Asia Pacific Studies in an Age of Global Modernity - Arif Dirlik
The PBRC Distinguished Speakers Series Presents
Arif Dirlik Ph.D.
“Asia Pacific Studies in an Age of Global Modernity”
October 17, 2005
Pauling 216 5-6 pm
A distinguished Asianist and scholar of globalization addresses the need, under conditions of global modernity, for alternative approaches to the study and teaching of the Asia Pacific. Professor Dirlik’s lecture will examine the need for such reconceptualization in the light of contradictory demands from global, regional, and place-based actors and with a view to counteracting legacies of colonialism in the region.
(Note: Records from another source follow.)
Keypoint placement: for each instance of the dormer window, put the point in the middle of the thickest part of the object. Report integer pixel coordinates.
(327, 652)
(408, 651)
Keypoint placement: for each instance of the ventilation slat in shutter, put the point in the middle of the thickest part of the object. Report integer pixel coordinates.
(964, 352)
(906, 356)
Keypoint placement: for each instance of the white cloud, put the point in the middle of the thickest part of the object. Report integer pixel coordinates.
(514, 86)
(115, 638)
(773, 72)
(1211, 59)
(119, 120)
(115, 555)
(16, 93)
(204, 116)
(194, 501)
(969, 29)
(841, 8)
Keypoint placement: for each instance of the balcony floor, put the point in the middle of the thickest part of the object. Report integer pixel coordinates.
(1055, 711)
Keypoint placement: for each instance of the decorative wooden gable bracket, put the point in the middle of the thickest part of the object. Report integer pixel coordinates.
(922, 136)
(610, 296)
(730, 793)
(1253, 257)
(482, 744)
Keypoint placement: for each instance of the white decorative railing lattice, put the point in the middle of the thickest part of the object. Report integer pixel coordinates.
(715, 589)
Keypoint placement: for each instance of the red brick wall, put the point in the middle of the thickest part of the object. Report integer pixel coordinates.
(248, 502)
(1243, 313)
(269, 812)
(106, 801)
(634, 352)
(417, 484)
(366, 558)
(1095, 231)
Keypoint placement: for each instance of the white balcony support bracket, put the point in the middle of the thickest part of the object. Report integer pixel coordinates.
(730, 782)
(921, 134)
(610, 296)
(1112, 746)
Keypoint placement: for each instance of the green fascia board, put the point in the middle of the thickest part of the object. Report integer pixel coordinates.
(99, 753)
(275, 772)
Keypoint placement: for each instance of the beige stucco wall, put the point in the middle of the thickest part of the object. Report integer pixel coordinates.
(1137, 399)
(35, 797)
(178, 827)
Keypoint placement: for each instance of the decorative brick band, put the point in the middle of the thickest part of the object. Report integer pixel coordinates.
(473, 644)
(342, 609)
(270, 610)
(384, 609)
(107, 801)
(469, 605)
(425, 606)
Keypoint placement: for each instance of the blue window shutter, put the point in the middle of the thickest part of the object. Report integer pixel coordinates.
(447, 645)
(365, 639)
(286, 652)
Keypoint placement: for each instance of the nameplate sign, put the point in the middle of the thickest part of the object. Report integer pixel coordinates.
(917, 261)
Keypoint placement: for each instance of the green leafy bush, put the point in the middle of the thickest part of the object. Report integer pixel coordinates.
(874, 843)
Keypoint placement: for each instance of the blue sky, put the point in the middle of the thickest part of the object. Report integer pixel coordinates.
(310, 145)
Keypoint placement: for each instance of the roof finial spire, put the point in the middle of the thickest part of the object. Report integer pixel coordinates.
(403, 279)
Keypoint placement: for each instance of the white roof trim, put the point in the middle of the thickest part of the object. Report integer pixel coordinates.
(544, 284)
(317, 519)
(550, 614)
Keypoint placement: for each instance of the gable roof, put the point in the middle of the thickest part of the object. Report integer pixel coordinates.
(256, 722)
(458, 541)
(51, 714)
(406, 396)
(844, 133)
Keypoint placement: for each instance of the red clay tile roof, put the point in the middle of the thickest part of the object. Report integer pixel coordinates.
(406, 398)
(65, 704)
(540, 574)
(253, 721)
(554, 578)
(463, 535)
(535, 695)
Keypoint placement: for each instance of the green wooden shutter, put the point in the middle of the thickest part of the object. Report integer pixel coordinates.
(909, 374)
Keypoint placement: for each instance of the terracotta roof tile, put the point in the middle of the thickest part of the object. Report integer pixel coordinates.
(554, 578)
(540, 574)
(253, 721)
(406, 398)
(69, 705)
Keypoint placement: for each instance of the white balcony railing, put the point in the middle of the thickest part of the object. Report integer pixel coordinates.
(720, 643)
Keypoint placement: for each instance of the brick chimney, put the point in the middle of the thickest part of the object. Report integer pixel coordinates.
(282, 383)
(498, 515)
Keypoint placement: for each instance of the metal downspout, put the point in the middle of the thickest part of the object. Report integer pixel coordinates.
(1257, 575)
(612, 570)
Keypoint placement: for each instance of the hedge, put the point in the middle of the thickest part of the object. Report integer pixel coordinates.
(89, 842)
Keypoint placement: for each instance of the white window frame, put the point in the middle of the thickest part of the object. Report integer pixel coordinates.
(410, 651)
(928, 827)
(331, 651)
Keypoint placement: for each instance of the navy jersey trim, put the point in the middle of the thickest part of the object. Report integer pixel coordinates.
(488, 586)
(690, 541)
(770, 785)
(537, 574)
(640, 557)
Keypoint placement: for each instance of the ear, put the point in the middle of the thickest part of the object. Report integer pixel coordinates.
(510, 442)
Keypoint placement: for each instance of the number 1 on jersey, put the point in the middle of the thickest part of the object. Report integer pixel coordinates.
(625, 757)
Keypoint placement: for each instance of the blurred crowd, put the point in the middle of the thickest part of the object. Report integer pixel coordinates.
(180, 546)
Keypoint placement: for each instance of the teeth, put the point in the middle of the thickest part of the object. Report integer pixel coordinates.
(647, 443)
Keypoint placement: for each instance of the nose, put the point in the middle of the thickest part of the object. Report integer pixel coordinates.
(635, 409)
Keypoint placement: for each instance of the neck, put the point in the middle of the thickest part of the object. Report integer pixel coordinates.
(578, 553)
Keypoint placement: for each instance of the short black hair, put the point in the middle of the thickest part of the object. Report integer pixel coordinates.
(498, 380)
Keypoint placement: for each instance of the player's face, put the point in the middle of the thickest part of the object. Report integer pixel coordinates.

Arif Dirlik is Knight Professor of Social Science and Professor of History and Anthropology Modern China, Transnational Asian Studies, Pacific Formations, Asian-Americans, Postcolonial Studies, Globalization at the University of Oregon. Dr. Dirlik is author of Postmodernity’s Histories: The Past as Legacy and Project (2000); Hougeming fenwei (The Postrevolutionary Aura) (in Chinese) (1999) The Postcolonial Aura: Third World Criticism in the Age of Global Capitalism (1997) After the Revolution: Waking to Global Capitalism (1994) (also published in Korean, 1999) Schools Into Fields and Factories: Anarchists, the Guomindang, and the Labor University in Shanghai, 1927-1932 (1991); (with Ming K. Chan); Anarchism in the Chinese Revolution (1991); The Origins of Chinese Communism (1989); Revolution and History: Origins of Marxist Historiography in China, 1919-1937 (1978).